Keeping girls in school.

Something as natural and normal as a period should not keep a girl out of school, and here is how Safaricom is stepping in.

06 Nov 2019 . 1,699 Views

Close to 20 percent of girls in Sub-Saharan Africa miss school during their menstrual cycle while many more drop out once they start menstruating. This is according to a 2016 report by United Nations Educational, Scientific and Cultural Organization (UNESCO).

Luckily, for over 800, 000 girls in the country sitting their final year national examinations this month, this, will not be their narrative. Thanks to the M-PESA Foundation and Ministry of Education, the girls will receive enough sanitary towels to last them three months.

Safaricom Chief Executive Officer said the idea came about after the story of a girl in Bomet who took her life after she was taunted and teased in school for having her period while in school.

“This was very saddening to me and I asked my team ‘What can we do about this? How can we help?’ Immediately, we sprang into action to see what we can do and how we can cooperate with the Ministry of Education to get sanitary pads to the girls as soon as possible, in particular at this very important time when they are sitting their exams,” Mr Joseph said.

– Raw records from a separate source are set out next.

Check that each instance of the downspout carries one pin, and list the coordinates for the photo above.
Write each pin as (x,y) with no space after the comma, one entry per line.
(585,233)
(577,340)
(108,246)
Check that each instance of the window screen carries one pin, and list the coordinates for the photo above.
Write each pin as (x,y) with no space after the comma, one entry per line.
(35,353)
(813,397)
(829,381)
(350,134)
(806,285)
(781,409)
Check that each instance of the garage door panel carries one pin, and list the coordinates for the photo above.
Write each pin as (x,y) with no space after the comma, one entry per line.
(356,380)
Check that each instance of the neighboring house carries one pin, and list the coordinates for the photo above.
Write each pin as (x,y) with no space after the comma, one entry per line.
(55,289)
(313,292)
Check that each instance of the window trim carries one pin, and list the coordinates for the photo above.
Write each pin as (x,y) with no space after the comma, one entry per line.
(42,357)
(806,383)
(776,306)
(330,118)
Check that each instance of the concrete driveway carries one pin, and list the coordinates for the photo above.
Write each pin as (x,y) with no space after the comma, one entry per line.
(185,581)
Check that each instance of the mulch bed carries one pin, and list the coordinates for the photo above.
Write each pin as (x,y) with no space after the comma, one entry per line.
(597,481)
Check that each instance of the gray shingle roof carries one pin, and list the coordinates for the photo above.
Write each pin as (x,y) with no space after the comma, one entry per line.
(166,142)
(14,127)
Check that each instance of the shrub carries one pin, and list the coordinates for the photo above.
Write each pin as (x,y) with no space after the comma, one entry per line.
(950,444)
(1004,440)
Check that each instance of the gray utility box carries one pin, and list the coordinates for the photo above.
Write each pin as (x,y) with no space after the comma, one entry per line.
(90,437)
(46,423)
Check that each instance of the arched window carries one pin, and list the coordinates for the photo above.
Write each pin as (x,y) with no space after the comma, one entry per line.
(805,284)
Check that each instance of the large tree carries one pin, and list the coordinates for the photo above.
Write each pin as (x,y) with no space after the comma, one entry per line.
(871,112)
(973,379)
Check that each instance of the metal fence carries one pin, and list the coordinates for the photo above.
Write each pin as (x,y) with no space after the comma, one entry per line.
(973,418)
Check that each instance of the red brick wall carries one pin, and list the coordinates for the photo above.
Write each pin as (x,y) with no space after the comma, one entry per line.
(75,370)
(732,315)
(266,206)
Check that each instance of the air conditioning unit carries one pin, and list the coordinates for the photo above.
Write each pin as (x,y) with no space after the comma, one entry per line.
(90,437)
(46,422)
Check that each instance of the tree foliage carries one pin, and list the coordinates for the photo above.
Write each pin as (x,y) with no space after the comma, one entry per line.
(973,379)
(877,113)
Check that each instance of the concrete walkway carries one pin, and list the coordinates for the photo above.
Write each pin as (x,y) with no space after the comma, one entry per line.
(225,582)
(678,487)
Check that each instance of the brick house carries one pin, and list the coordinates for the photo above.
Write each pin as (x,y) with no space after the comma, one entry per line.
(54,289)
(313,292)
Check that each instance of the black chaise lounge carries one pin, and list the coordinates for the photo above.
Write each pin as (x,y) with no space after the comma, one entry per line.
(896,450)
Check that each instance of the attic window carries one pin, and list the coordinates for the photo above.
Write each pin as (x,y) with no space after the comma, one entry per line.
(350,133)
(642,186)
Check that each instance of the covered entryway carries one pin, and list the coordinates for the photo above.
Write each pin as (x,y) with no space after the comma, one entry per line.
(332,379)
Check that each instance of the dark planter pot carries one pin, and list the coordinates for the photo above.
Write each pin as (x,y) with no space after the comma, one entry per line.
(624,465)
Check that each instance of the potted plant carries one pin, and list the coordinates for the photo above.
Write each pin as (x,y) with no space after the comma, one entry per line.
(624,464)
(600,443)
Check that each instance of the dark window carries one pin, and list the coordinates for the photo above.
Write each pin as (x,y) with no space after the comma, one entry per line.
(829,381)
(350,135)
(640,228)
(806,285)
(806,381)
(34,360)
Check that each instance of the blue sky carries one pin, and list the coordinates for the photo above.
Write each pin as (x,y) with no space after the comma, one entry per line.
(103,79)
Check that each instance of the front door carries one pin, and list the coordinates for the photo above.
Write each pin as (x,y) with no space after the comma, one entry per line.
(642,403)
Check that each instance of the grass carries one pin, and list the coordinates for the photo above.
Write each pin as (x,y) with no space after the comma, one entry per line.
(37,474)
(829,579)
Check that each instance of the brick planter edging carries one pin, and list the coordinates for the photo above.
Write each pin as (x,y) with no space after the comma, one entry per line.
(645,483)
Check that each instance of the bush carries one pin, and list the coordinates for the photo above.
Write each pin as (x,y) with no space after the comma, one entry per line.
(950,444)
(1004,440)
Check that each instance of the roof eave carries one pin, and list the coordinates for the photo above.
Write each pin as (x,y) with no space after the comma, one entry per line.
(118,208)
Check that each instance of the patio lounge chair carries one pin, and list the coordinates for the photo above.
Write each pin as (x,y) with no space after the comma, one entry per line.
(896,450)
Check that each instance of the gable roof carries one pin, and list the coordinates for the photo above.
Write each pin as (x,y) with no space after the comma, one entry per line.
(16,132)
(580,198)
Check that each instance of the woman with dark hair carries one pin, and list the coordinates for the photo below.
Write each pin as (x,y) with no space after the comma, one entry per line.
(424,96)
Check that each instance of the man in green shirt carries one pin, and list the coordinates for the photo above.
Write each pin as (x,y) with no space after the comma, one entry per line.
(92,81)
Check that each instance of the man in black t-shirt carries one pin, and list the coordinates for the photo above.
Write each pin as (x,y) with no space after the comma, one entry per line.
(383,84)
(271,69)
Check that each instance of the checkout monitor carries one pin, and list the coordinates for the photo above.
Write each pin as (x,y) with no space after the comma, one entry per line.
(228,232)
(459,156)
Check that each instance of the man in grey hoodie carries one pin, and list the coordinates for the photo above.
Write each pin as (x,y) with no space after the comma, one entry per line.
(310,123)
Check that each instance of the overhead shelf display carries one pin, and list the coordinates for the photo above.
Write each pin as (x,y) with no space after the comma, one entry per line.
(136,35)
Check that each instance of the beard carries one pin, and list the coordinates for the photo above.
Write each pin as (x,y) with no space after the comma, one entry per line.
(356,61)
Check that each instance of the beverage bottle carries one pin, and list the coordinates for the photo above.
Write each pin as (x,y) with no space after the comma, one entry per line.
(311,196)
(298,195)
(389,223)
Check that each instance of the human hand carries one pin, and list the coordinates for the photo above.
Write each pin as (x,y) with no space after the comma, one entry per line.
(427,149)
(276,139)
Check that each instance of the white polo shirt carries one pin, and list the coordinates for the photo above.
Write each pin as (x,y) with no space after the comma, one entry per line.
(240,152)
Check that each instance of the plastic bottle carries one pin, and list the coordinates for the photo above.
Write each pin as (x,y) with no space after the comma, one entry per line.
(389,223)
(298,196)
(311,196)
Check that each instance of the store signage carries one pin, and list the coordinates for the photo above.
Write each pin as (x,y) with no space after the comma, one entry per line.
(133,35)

The sanitary pads were handed over at a ceremony in Nairobi and the pads are destined for public schools in all 47 counties, including those in Dadaab and Kakuma refugee camps.

The menstrual health packages for the more than 800, 000 girls are estimated to be worth KES281 million.

Courtesy of the M-PESA Foundation, through the Keeping Girls in School Programme, the girls will receive a menstrual health package consisting of three packets of sanitary pads, three pieces of underwear and a menstrual health information booklet.

Often, the cost of sanitary towels is too high, especially for girls from disadvantaged families, forcing them to skip school or worse, engaging in risky sexual behavior to access money to buy pads.

“The cost is extraordinary I must say. I did not realise when we decided to do this that the cost would be so high. Now I can understand why it’s such a challenge for the ministry,” said Mr Joseph.

The CEO said the company would explore ways of continuing the programme at a lower cost and with more sustainable, reusable and biodegradable pads.

There are 4.7 million girls in public primary and high school in Kenya, 487,365 of them in Class 8 and 342,639 in Form Four.

In 2010, the government started the National Free Sanitary Towel Programme to provide sanitary towels to school girls. Unfortunately, according to the Cabinet Secretary of Education, Professor George Magoha, there is not enough funding to cover all girls.

“We are expected as government to provide sanitary hygiene to our children in school, it’s in the 2013 ACT. Unfortunately, this year we only had KES470 million.  We can at best provide sanitary towels for four months,” said the Cabinet Secretary as he thanked Safaricom for chipping in.

“I have been to our children’s classrooms and there are situations where the girl child is absent. As a physician I know she is absent because of what we are talking about,” he added.

Speaking at the flag off ceremony, UNHCR Kenya Country Representative Ms. Fathiaa Abdalla said it is important for girls to feel supported and protected in the gradual passage of womanhood, which is a cause for celebration and not hindering their education.

“I’m grateful to the MPESA Foundation and Ministry of Education for including girls in refugee camps. 4,300 girls in Kakuma and Dadaab will benefit from this initiative. By providing them with these supplies you are making a big difference to their health, education and quality of life,” said Fathiaa.

Safaricom is keen on joining in the mission to keep girls in school by ensuring they are not limited by something as natural and normal as their period.